The couple has been working to address significant damage to their own property and to the five garden sites they manage for their Immokalee-based ministry, all while hurriedly delivering truckloads of fallen fruit and vegetables to food pantries and other outlets before the produce spoils.
“We’ve been running on fumes” since Ian made landfall Sept. 28, Ellen Burnette said. “The positive thing to say is we can do it, but the truthful answer is we are exhausted.”
CBF Disaster Response Manager Daynette Snead said the Burnettes, and the migrants they serve through Cultivate Abundance, will not be going it alone.
“We are partnering with CBF Florida to help restore the five gardens they use to feed immigrants and migrants,” she said. “This is going to be a long-term disaster response endeavor because it has affected so many under-served communities.”
CBF already has issued a call for volunteers for the project, Snead said. “Right now, the focus is on day trippers due to the lack of accommodations for groups. As soon as we can find long-term housing for overnight stays, we’ll send out a wider call.”
But some help already has arrived. Kenny Phillips, CBF Florida Disaster response volunteer, pulled into the Burnette’s driveway soon after the storm with recovery equipment and 120 flood cleanup buckets prepared by Fellowship congregations in multiple states.
“He showed up with a U-Haul trailer, a generator and ice to share — and also tools and a chainsaw,” Rick Burnette said. “We were still putting things together at the house, so he went to Immokalee with our staff to visit impacted properties, including our food pantry partner. He did some clean up in different spots in Immokalee, and the next day he went to Arcadia, which was clobbered with flooding from the Peace River. He surveyed damage to the Latino and Black communities there. He helped with tarping roofs, cleanup and with food distribution at a local church.”
CBF also will be helping the Burnettes with the garden on their property, which was part of the Cultivate Abundance ministry. “Our garden, which produced a ton of food a year, is destroyed,” Ellen Burnette said.

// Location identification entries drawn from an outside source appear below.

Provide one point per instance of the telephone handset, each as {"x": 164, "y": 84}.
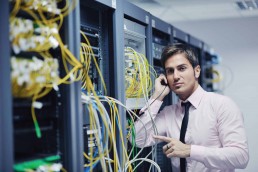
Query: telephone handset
{"x": 163, "y": 83}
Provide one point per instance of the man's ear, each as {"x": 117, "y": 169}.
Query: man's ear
{"x": 197, "y": 71}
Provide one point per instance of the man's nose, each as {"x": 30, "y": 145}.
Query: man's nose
{"x": 176, "y": 75}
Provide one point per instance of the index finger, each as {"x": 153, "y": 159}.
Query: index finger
{"x": 163, "y": 138}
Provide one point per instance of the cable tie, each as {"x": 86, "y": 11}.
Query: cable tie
{"x": 37, "y": 105}
{"x": 56, "y": 88}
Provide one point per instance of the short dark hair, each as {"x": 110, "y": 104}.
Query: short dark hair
{"x": 179, "y": 48}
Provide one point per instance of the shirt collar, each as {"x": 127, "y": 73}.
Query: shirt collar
{"x": 196, "y": 97}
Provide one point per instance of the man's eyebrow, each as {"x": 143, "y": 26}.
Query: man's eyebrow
{"x": 169, "y": 68}
{"x": 181, "y": 65}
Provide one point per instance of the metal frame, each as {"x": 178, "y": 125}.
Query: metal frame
{"x": 6, "y": 120}
{"x": 180, "y": 35}
{"x": 119, "y": 69}
{"x": 160, "y": 25}
{"x": 109, "y": 3}
{"x": 74, "y": 127}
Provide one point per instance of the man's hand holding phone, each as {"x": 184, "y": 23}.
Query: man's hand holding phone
{"x": 161, "y": 88}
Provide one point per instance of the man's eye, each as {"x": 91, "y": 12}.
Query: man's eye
{"x": 182, "y": 68}
{"x": 169, "y": 71}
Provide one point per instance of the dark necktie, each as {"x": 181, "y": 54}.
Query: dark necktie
{"x": 182, "y": 133}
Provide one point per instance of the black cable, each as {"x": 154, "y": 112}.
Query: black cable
{"x": 153, "y": 101}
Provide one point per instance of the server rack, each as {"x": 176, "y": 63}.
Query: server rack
{"x": 54, "y": 141}
{"x": 161, "y": 37}
{"x": 137, "y": 29}
{"x": 208, "y": 60}
{"x": 97, "y": 25}
{"x": 196, "y": 45}
{"x": 179, "y": 36}
{"x": 6, "y": 124}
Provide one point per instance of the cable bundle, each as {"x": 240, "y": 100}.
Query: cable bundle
{"x": 105, "y": 123}
{"x": 37, "y": 32}
{"x": 30, "y": 76}
{"x": 137, "y": 74}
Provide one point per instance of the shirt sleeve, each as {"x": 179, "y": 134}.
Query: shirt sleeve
{"x": 148, "y": 124}
{"x": 234, "y": 151}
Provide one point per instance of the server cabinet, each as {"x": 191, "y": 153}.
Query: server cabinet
{"x": 96, "y": 24}
{"x": 196, "y": 45}
{"x": 137, "y": 39}
{"x": 161, "y": 37}
{"x": 210, "y": 75}
{"x": 42, "y": 116}
{"x": 6, "y": 124}
{"x": 179, "y": 37}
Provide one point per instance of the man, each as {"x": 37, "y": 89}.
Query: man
{"x": 214, "y": 137}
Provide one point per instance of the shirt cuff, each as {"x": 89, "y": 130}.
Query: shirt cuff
{"x": 197, "y": 153}
{"x": 154, "y": 107}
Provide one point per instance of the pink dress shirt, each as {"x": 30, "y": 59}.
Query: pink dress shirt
{"x": 215, "y": 132}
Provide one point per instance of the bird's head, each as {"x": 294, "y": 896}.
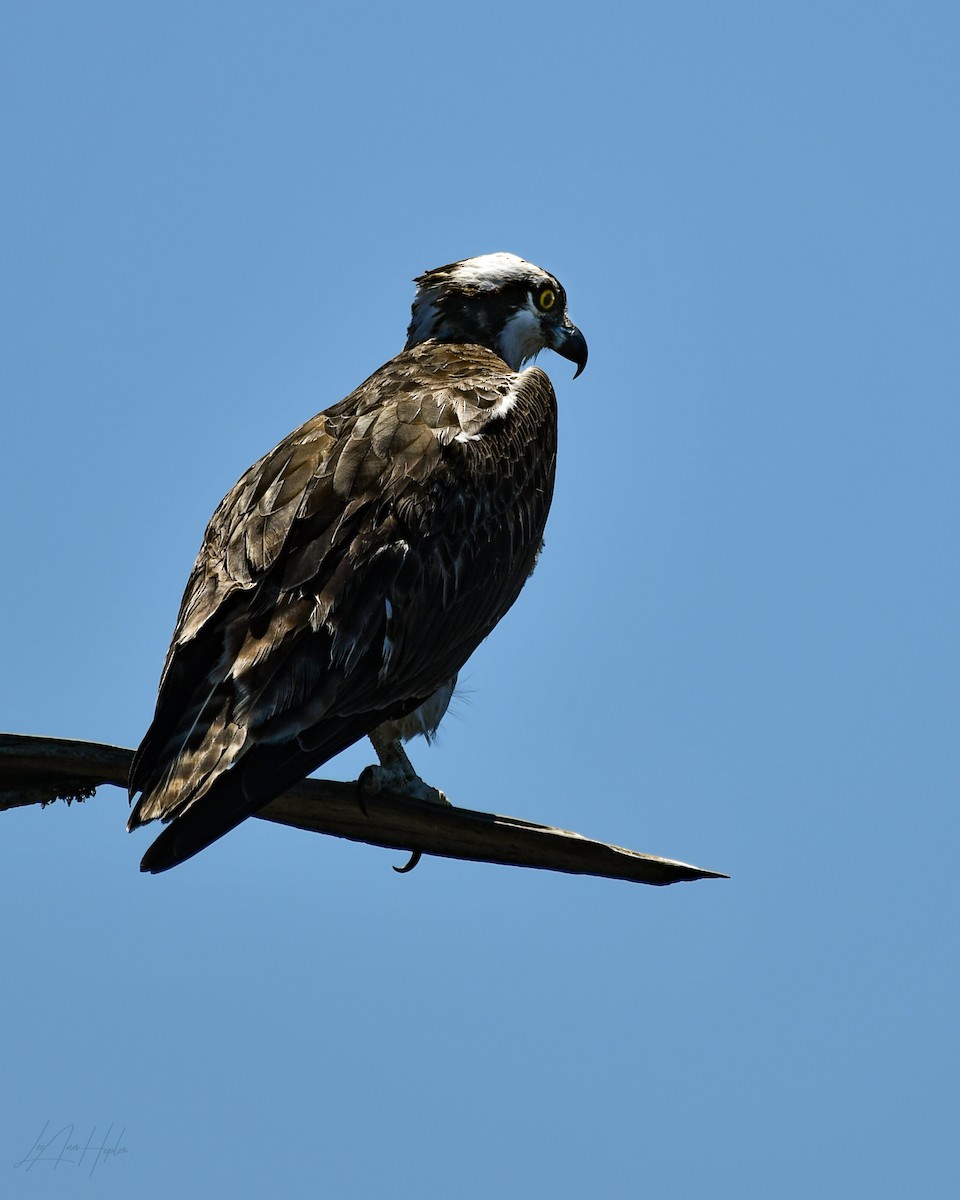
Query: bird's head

It was a disheartening — although not completely surprising — development, her husband added. “We worked hard for nine years to cultivate these fruit trees and the vegetable garden. The garden had reached a certain maturity. But we always felt we were on borrowed time considering where we live.”
Recovery assistance also will go to operations that work with Cultivate Abundance, he said. “Two partner farms in Fort Myers that donate considerable amounts of food, and where we purchase food with grants, were also obliterated.”

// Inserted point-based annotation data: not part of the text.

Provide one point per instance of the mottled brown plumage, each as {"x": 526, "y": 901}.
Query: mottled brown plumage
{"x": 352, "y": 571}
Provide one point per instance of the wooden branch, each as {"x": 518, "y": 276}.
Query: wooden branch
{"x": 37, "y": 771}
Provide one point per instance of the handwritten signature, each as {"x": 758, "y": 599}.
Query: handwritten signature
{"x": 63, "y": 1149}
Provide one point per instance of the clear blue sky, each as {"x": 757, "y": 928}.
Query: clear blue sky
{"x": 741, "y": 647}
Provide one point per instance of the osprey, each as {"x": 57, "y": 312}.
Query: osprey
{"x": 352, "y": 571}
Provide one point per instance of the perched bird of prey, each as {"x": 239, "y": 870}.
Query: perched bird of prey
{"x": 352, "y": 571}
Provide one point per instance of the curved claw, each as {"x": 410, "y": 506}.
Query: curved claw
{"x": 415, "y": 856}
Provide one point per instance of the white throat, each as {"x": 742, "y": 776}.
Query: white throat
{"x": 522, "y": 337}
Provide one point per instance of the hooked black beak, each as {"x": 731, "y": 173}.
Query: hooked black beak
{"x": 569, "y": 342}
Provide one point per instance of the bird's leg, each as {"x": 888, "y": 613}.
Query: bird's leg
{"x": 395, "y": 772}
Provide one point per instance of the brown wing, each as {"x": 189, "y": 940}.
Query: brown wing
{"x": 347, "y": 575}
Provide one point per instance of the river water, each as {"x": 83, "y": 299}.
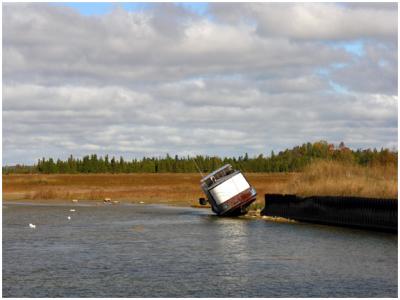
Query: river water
{"x": 159, "y": 251}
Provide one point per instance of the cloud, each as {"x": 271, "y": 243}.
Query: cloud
{"x": 169, "y": 80}
{"x": 314, "y": 21}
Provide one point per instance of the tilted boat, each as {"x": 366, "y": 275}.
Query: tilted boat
{"x": 227, "y": 191}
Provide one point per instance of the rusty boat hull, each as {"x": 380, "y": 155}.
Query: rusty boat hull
{"x": 228, "y": 192}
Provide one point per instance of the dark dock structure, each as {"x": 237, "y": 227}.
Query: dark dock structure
{"x": 367, "y": 213}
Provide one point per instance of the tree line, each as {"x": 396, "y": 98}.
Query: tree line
{"x": 289, "y": 160}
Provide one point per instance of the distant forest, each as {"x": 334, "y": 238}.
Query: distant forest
{"x": 289, "y": 160}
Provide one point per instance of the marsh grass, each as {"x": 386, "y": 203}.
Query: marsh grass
{"x": 320, "y": 178}
{"x": 333, "y": 178}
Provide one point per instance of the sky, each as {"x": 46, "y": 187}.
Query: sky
{"x": 147, "y": 79}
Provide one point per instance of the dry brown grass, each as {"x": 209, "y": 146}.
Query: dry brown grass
{"x": 329, "y": 178}
{"x": 182, "y": 189}
{"x": 323, "y": 178}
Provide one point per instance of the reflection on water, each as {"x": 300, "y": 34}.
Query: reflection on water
{"x": 156, "y": 251}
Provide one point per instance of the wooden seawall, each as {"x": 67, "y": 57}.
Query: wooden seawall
{"x": 368, "y": 213}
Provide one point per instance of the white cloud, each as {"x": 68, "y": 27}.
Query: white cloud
{"x": 167, "y": 81}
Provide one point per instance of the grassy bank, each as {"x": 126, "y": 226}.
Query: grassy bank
{"x": 329, "y": 178}
{"x": 320, "y": 178}
{"x": 168, "y": 188}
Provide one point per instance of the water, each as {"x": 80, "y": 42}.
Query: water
{"x": 158, "y": 251}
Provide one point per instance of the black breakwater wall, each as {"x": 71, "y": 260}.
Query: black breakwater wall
{"x": 369, "y": 213}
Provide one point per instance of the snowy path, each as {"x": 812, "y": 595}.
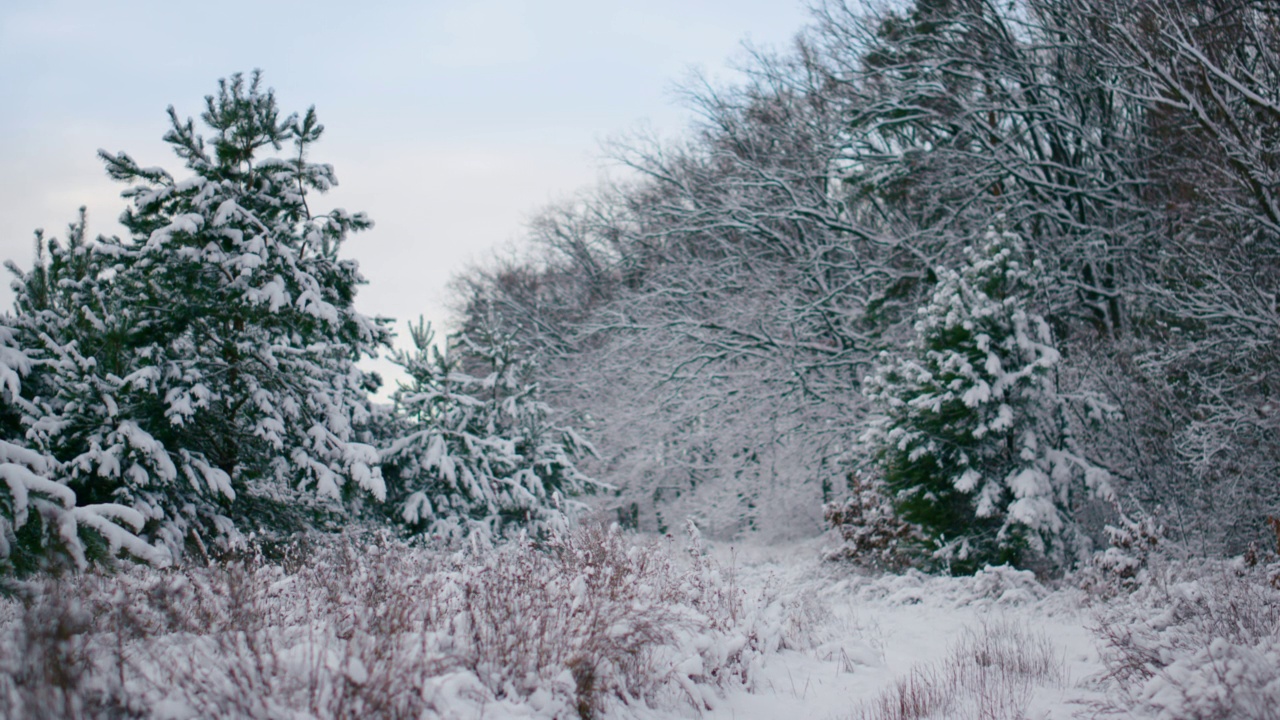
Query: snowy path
{"x": 869, "y": 632}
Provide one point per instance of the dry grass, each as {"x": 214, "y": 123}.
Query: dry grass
{"x": 988, "y": 675}
{"x": 1197, "y": 642}
{"x": 368, "y": 628}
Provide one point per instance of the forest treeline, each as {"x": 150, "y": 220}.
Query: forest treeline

But the work on homes and gardens have often been delayed due to frequent calls to pick up and deliver fruits and vegetables strewn across the region, he said.

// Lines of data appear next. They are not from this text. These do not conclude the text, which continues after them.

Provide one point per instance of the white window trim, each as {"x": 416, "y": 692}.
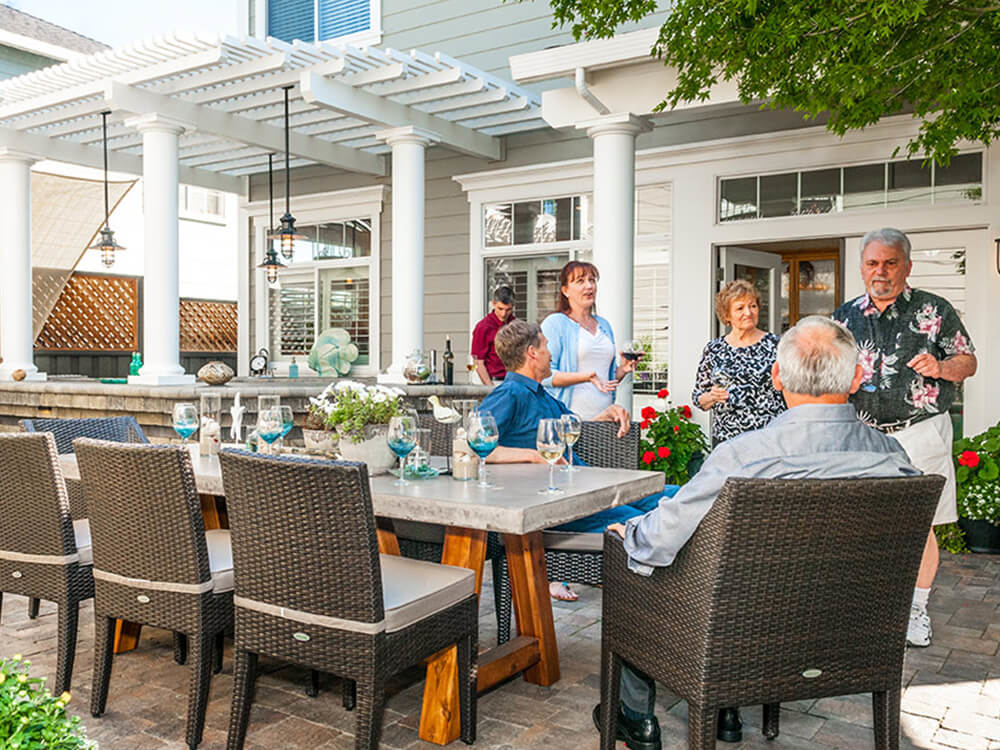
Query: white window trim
{"x": 340, "y": 205}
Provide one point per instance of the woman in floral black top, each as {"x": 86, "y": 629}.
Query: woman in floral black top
{"x": 734, "y": 375}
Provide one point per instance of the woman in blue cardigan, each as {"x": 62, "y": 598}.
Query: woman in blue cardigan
{"x": 585, "y": 369}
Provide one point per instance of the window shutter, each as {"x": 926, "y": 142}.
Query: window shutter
{"x": 342, "y": 17}
{"x": 291, "y": 19}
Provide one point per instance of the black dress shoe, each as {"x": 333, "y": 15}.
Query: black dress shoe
{"x": 637, "y": 734}
{"x": 730, "y": 725}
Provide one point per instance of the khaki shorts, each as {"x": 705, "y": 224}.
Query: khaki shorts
{"x": 928, "y": 444}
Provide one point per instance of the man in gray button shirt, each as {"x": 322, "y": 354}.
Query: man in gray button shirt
{"x": 818, "y": 437}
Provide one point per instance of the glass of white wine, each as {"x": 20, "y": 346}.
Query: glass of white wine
{"x": 571, "y": 428}
{"x": 551, "y": 446}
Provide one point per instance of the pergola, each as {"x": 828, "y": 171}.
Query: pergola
{"x": 208, "y": 111}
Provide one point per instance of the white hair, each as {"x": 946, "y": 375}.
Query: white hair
{"x": 816, "y": 357}
{"x": 890, "y": 238}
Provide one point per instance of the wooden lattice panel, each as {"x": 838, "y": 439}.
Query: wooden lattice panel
{"x": 208, "y": 326}
{"x": 94, "y": 313}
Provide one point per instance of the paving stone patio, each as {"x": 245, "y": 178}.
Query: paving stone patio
{"x": 951, "y": 700}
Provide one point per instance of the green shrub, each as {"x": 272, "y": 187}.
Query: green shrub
{"x": 30, "y": 717}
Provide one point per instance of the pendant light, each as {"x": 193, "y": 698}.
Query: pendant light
{"x": 106, "y": 244}
{"x": 287, "y": 235}
{"x": 272, "y": 263}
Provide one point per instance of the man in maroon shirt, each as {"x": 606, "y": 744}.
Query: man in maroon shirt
{"x": 488, "y": 364}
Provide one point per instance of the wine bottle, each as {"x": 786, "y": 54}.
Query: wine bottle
{"x": 448, "y": 362}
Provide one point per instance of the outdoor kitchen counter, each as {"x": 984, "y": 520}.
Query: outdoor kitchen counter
{"x": 152, "y": 405}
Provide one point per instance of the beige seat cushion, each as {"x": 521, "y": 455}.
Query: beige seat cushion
{"x": 574, "y": 541}
{"x": 415, "y": 589}
{"x": 81, "y": 530}
{"x": 220, "y": 559}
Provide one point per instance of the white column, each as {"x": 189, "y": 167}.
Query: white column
{"x": 161, "y": 293}
{"x": 16, "y": 334}
{"x": 614, "y": 224}
{"x": 408, "y": 146}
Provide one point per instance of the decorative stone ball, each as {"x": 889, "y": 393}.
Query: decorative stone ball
{"x": 216, "y": 373}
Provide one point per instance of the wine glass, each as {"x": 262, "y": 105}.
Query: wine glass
{"x": 185, "y": 420}
{"x": 483, "y": 437}
{"x": 402, "y": 439}
{"x": 287, "y": 421}
{"x": 551, "y": 446}
{"x": 270, "y": 425}
{"x": 571, "y": 426}
{"x": 633, "y": 350}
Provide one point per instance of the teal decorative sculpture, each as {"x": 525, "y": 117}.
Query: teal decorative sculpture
{"x": 333, "y": 353}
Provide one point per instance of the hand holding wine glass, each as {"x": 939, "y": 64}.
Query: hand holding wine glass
{"x": 402, "y": 439}
{"x": 551, "y": 446}
{"x": 185, "y": 421}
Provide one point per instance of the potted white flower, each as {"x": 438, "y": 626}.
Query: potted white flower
{"x": 359, "y": 414}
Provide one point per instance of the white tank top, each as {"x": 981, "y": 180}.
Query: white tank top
{"x": 595, "y": 354}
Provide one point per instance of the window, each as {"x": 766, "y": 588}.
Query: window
{"x": 202, "y": 203}
{"x": 320, "y": 20}
{"x": 838, "y": 189}
{"x": 526, "y": 244}
{"x": 328, "y": 284}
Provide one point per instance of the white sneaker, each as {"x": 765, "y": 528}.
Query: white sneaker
{"x": 918, "y": 634}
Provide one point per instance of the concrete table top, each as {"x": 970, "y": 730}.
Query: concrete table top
{"x": 515, "y": 508}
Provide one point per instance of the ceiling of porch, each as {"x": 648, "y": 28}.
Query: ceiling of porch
{"x": 229, "y": 94}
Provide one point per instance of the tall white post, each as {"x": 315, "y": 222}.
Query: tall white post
{"x": 161, "y": 291}
{"x": 408, "y": 147}
{"x": 614, "y": 224}
{"x": 16, "y": 334}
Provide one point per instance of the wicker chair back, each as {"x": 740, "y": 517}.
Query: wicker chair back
{"x": 303, "y": 534}
{"x": 600, "y": 446}
{"x": 34, "y": 507}
{"x": 144, "y": 511}
{"x": 65, "y": 431}
{"x": 788, "y": 589}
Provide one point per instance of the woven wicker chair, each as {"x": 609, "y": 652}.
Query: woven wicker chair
{"x": 154, "y": 563}
{"x": 312, "y": 589}
{"x": 788, "y": 590}
{"x": 44, "y": 554}
{"x": 65, "y": 431}
{"x": 573, "y": 557}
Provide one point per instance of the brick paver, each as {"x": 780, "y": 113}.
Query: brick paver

“Avocados that would have been coming in for weeks and months, along with papaya and other crops, are just laying around,” Rick Burnette said. “Our network of partner gardeners and farmers and institutions have been gathering up all this food, and Ellen and I have been sorting through the piles for what’s salvageable. We have driven hundreds of pounds of produce to those in need in Immokalee and to a nonprofit farm in Fort Myers.”
The couple also has joined Phillips in tarping the home of a Cultivate Abundance volunteer, cutting up fallen trees in neighbors’ lawns and delivering water to a Catholic ministry serving a Latino community in Fort Myers.
Burnette said he and Ellen also helped clean up the partner garden at a nearby Presbyterian church before delivering a dozen bucket kits to a traumatized neighborhood in Fort Myers.
“The need is real. Many of these migrant workers have lost their work hours because of the storm, so we have provided Cultivate Abundance with additional funds for Misión Peniel and the rebuilding of gardens.”
Snead added that she is unaware of any significant damage to CBF churches or ministries in South Carolina, Georgia and Florida due to Hurricane Ian.
Rick Burnette said many will benefit from the windfall of fruits and vegetables the storm left behind. “But it looks like it may be a pretty scarce couple of months ahead after that.”